The standard two-seater bodywork was notable for its simplicity and cleanliness of line, with slab-sides and a “portcullis” radiator grille. There was a minimum of framing and the floor pan served as an undershield. For Le Mans 1952, DB3/1 was fitted with a hard top.
Originally the engine (LB6C) was the 2,580 c.c. (157.5 cu. in.) Vantage unit (bore 78 mm., stroke 90 mm.) used in the DB2. With (35 DCO were fitted originally to the team cars) and a compression ratio of 8.16:1 140 b.h.p. at 5,300 r.p.m. was claimed.
George Abecassis’s impressions of driving the DB3 were published in The Field (October 25, 1952) It was described in The Motor (June 4, 1952) and The Autocar (June 6, 1952).

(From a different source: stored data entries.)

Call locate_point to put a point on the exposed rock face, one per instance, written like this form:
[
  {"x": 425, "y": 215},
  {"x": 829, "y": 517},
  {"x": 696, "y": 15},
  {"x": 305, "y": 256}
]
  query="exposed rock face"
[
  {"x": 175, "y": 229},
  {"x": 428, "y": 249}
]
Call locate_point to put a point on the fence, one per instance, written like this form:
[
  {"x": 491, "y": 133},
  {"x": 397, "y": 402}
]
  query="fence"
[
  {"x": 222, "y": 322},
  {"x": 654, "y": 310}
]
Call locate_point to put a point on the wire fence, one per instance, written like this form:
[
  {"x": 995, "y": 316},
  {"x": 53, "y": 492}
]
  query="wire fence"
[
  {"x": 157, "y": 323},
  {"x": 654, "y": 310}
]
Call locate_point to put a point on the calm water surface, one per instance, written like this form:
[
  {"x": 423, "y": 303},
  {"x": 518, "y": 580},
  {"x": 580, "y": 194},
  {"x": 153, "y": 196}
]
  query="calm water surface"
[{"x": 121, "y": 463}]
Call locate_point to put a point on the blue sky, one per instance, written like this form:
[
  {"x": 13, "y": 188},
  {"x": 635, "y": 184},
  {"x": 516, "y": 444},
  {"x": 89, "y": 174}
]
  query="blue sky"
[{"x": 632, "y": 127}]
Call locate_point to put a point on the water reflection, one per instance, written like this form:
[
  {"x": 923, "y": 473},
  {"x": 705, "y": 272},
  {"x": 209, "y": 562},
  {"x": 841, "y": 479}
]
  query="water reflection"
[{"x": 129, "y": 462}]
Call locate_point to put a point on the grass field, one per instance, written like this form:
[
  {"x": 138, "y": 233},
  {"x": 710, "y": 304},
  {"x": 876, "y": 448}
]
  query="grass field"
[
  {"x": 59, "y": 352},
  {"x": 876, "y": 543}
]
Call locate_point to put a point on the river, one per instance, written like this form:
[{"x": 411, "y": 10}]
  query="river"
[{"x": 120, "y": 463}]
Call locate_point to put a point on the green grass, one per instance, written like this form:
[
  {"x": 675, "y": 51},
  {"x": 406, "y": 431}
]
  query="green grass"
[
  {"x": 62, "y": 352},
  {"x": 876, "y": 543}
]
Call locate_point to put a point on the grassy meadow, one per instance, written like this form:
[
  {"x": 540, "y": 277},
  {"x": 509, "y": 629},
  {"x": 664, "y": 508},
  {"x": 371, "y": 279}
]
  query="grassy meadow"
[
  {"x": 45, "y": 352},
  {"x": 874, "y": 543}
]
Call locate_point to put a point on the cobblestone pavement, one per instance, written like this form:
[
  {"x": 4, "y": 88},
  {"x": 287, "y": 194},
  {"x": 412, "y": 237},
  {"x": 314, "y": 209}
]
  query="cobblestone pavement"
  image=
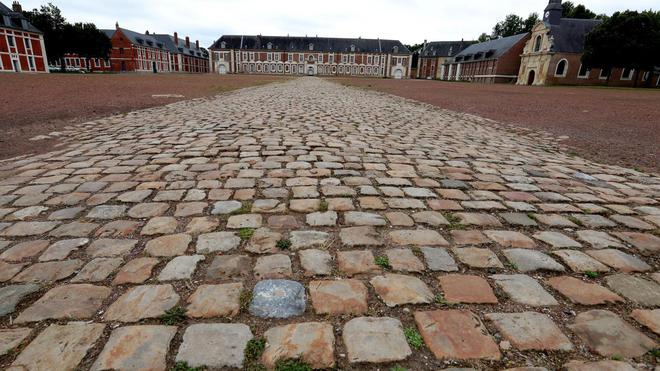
[{"x": 346, "y": 228}]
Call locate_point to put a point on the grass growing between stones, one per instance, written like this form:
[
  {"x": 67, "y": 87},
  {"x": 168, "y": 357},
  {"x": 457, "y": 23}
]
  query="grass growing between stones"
[
  {"x": 284, "y": 244},
  {"x": 245, "y": 299},
  {"x": 246, "y": 208},
  {"x": 245, "y": 233},
  {"x": 254, "y": 349},
  {"x": 183, "y": 366},
  {"x": 454, "y": 221},
  {"x": 590, "y": 274},
  {"x": 174, "y": 316},
  {"x": 413, "y": 337},
  {"x": 383, "y": 262},
  {"x": 292, "y": 365}
]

David Brown knew that 'Racing improves the breed', and soon after buying Aston Martin, he brought in Eberan von Eberhorst of pre-war Auto Union fame to develop a sports racing car using DB2 parts. The result was the DB3 which was first raced in 1951 under the famous Team Manager, John Wyer. Power was provided from a 133bhp 2.6 litre DB2 Vantage tuned unit using triple Weber carburettors; later the 2.9 litre engine was always tried which produced 163bhp. This brought success at Silverstone in 1952 in the Production sports car race with a 2nd (Reg Parnell), 3rd (George Abecassis) and 4th (Lance Macklin) place behind a Jaguar C-type.
All three Works cars retired from the 1952 Le Mans race but the DB3 recorded an overall win at Goodwood in the 9 hour race driven by Peter Collins and Pat Griffith. But the car, relative to the competition both lacked power and carried too much weight. Thus the decision was taken to go with the plans of ‘Willie’ Watson to develop a smaller, lighter car (DB3S) and sadly von Eberhorst left Aston Martin.
Altogether, 10 DB3’s were built, five as works cars, the remaining five were sold to customers to race privately. Some DB3’s have had fixed head coupe bodywork although many have reverted to open cockpit.
DB3 Fixedhead Coupe
Other DB3's did at one time or another have coupe coachwork, but chassis DB3/7 was the only example built as a coupe from new. The first owner decided on closed coachwork both for aerodynamic reasons and comfort during long endurance sports car races.
There is a suggestion in an early edition of the AMOC club magazine that the first owner, Tom Meyer, had added the ‘home-made’ body although exactly who did make the coachwork is not actually known. It certainly does not follow the styling of the regular open DB3 in any way.
Following participation in the Spa 12 hours, Goodwood 9 hours and the Mille Miglia, the owner sold the car through HWM in 1954. DB3/7 was purchased by Angela Brown, daughter of David Brown. Initially the car had an unsightly rectangular grille but Angela Brown has a new bonnet fitted with a similar oval intake. The car retains the same bonnet to this day.
With a 2.9 litre engine tuned to give 175 bhp, the DB3 Fixedhead Coupe was claimed capable of a maximum speed of 140 mgh, some 10 mph more than the open car. One rather charming period feature was a walnut dashboard with a range of special instruments. Again, these still remain fitted to the car.
DB3/7, as with other DB3’s was road registered, with the UK plate NXY23 although their natural place remains on the race track.